We look at how the bees will deliberately leave cells without brood in them and that these cells are used by heater bees.


The cells are also used as Filling Stations.  They're filled with nectar so that the heater bee, after exhausting all her resources to heat up the wax, can refuel herself.

See photo with the shine of nectar in the empty cells.

Next time you're inspecting the brood area, look to see if you can find a blank cell with nectar in it.  If you see one, that's a Filling Station.

This info has been taken from a fabulous book called The Buzz About Bees, Biology of a Superorganism.  It's expensive to buy but so worth it from what you can learn.  I haven't found this info in any other book.  The Buzz About Bees

Saturday, November 25, 2017

Fun Fact: More about Heater Bees

Fun Fact: Bees will leave about 10 to 15% of brood comb with no eggs.

This is deliberate. Heater bees who are hot from warming up will dunk their bodies into these empty cells and rapidly telescope their bodies for a period of time and then rest.

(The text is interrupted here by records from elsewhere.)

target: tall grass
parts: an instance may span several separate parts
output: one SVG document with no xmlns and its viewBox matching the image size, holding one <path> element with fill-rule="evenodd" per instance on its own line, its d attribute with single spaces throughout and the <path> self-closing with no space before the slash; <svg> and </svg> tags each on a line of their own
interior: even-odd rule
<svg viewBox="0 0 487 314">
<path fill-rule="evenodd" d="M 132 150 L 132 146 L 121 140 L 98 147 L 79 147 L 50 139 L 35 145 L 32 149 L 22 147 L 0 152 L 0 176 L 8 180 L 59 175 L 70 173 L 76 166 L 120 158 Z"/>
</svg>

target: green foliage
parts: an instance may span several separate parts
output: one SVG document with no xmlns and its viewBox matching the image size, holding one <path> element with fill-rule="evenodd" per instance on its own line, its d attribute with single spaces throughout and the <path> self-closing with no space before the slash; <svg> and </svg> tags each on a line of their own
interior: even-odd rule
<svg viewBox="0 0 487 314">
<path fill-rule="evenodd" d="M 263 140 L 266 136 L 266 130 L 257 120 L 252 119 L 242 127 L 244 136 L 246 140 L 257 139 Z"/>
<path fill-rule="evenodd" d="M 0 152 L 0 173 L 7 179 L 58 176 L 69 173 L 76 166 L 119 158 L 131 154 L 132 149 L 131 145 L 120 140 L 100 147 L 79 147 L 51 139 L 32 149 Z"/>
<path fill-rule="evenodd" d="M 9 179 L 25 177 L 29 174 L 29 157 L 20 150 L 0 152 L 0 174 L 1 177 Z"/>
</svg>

The pumping bee is heating up the wax and adjacent cells. Previously it was thought these empty cells were missed by the queen.

Friday, November 24, 2017

Fun Fact: Did you know about Heater Bees?

Fun Fact: Do you know what the largest organ in the hive is? It's the beeswax. Recent studies have shown that the bees communicate through the wax by vibrations that they make.

Wax also holds the warmth of bees' bodies and acts like an insulator. One chore for workers is to be a heater bee.

A bee may look like she's just standing on a capped cell doing nothing but if you looked at it with infrared you'll see she's pressing her thorax to the cell cap and she's contracting her flight muscles to transfer heat to the wax which will warm up the cell.

They can stay in this squatted position for as long as 30 minutes. The worker will have her antennae resting on the cell which is believed so she can check the temperature through the sensitive antennae.